Side-View and Top-View Visualization of the Evaporating Droplet

To study the particle transport in the binary droplet, a 0.6 μL droplet of the particle-laden water–glycerol dispersion was pipetted on the cleaned glass substrate. The droplet was illuminated using LED light sources. The droplet was viewed from the side and the top using two separate cameras (Figure S1a). For side-view, we used a monochrome 8-bit CCD camera (XIMEA, MQ013MG-ON, 4 μm/pixel, 1 frame/s), attached to a Navitar 12× adjustable zoom lens. For top-view, a CMOS color camera (Nikon D750, 1920 × 1080 pixels, ≈4 μm/pixel, 24 frames/s) was used, attached with a Navitar 12× adjustable zoom lens. The ambient temperature and humidity were measured as 20 ± 1 °C and 50 ± 5%, respectively, using a thermo-hygrometer (OMEGA; HHUSD-RP1).

Image Analysis

The side-view images are processed using FIJI[40] and in-house MATLAB codes to determine the profile of the droplet. The volume of the droplet is determined by assuming that the droplet has a spherical-cap shape. Finally, the mass of water in the droplet is estimated using the volume of the droplet, initial composition of the water–glycerol mixture, and the composition-dependent density of the mixture, and by assuming that the amount of glycerol in the droplet is conserved.
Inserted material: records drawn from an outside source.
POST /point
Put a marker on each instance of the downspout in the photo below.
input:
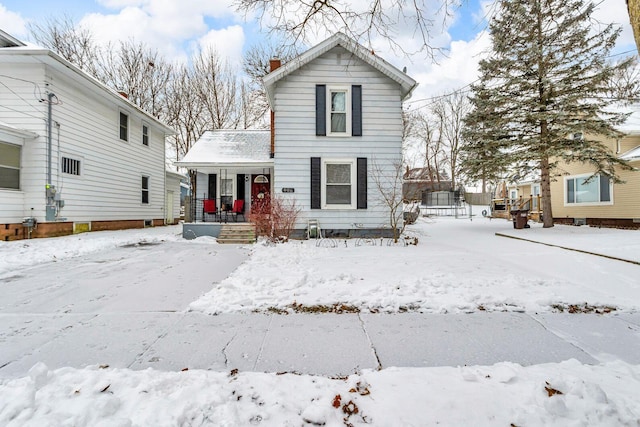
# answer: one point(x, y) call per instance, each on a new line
point(274, 64)
point(50, 214)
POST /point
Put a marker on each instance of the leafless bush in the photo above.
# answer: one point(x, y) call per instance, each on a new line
point(275, 219)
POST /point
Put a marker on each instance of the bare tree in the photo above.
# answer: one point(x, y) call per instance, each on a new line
point(450, 111)
point(388, 181)
point(255, 66)
point(363, 21)
point(216, 85)
point(141, 73)
point(73, 43)
point(427, 131)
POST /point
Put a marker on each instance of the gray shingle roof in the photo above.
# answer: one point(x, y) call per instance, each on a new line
point(239, 147)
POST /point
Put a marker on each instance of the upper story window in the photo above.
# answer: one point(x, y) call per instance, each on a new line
point(9, 166)
point(339, 111)
point(145, 135)
point(124, 126)
point(70, 166)
point(596, 191)
point(145, 190)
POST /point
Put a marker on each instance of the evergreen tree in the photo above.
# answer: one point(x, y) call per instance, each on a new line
point(545, 80)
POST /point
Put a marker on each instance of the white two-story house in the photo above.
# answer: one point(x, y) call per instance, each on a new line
point(337, 131)
point(335, 141)
point(74, 154)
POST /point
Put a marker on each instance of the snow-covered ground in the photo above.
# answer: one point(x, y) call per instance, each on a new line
point(457, 266)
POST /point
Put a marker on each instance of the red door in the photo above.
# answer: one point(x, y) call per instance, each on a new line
point(260, 193)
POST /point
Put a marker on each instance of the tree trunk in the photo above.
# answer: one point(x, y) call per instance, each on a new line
point(545, 188)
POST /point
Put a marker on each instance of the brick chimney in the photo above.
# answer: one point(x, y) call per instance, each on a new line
point(274, 64)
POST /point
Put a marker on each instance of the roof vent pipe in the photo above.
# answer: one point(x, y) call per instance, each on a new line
point(274, 64)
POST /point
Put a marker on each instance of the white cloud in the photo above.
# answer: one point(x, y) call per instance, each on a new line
point(165, 25)
point(12, 23)
point(227, 42)
point(457, 70)
point(616, 12)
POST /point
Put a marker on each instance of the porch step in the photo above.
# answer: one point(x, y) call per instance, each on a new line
point(244, 233)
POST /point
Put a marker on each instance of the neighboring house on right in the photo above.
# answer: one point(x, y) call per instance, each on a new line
point(600, 202)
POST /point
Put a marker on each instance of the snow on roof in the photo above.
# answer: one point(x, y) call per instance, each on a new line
point(237, 147)
point(7, 128)
point(631, 155)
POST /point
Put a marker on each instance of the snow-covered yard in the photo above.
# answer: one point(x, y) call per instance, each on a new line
point(458, 266)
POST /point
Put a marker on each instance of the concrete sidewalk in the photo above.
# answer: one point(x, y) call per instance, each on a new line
point(322, 344)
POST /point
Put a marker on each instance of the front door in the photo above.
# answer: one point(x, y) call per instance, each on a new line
point(535, 192)
point(260, 193)
point(169, 207)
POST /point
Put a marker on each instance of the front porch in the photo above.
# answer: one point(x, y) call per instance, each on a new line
point(238, 233)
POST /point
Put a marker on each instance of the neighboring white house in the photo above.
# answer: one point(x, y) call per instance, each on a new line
point(74, 154)
point(336, 134)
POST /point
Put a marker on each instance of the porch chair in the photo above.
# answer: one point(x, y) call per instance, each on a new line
point(209, 208)
point(238, 209)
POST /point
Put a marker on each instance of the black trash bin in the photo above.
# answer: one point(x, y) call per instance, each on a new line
point(520, 218)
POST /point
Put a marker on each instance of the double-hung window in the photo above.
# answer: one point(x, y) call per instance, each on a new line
point(145, 135)
point(145, 190)
point(586, 190)
point(339, 184)
point(70, 166)
point(124, 126)
point(339, 111)
point(9, 166)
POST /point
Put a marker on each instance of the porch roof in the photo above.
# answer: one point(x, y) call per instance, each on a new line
point(229, 148)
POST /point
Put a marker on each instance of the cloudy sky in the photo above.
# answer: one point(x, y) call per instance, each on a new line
point(177, 28)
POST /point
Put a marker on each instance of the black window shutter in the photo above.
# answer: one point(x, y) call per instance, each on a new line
point(362, 183)
point(315, 183)
point(321, 110)
point(356, 110)
point(240, 186)
point(212, 185)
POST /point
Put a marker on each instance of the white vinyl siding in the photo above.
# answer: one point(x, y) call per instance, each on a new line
point(296, 140)
point(87, 120)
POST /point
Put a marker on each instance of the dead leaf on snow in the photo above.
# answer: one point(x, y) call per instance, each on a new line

Measuring the Spatio-Temporal Particle-Distribution in the Droplet

A laser scanning fluorescence confocal microscope (Nikon confocal microscopes A1 plus system) was used to obtain the spatio-temporal distribution of the particles inside the evaporating droplet (Figure S1b). A laser with a wavelength of 561 nm, filter cube (590/50 nm), and DU4 detector were used to observe the fluorescent rhodamine B-labeled silica particles. The confocal microscope was operated in the resonant mode with a Plan Fluor 10× DIC objective and having an in-plane resolution of 2.5 μm/pixel. The three-dimensional particle distribution is reconstructed by combining images from horizontal planes which are separated by approximately 5 μm distance. It takes approximately 1 s to collect the signals from all the horizontal planes for each time step, which is sufficiently fast as compared to the evaporation time of hundreds of seconds. The confocal microscope was also operated separately in the Galvano mode at low magnification (with a Plan Fluor 4× objective having in-plane resolution of 6.2 μm/pixel) at 5 s per frame to obtain particle distribution in the entire droplet within the field of view.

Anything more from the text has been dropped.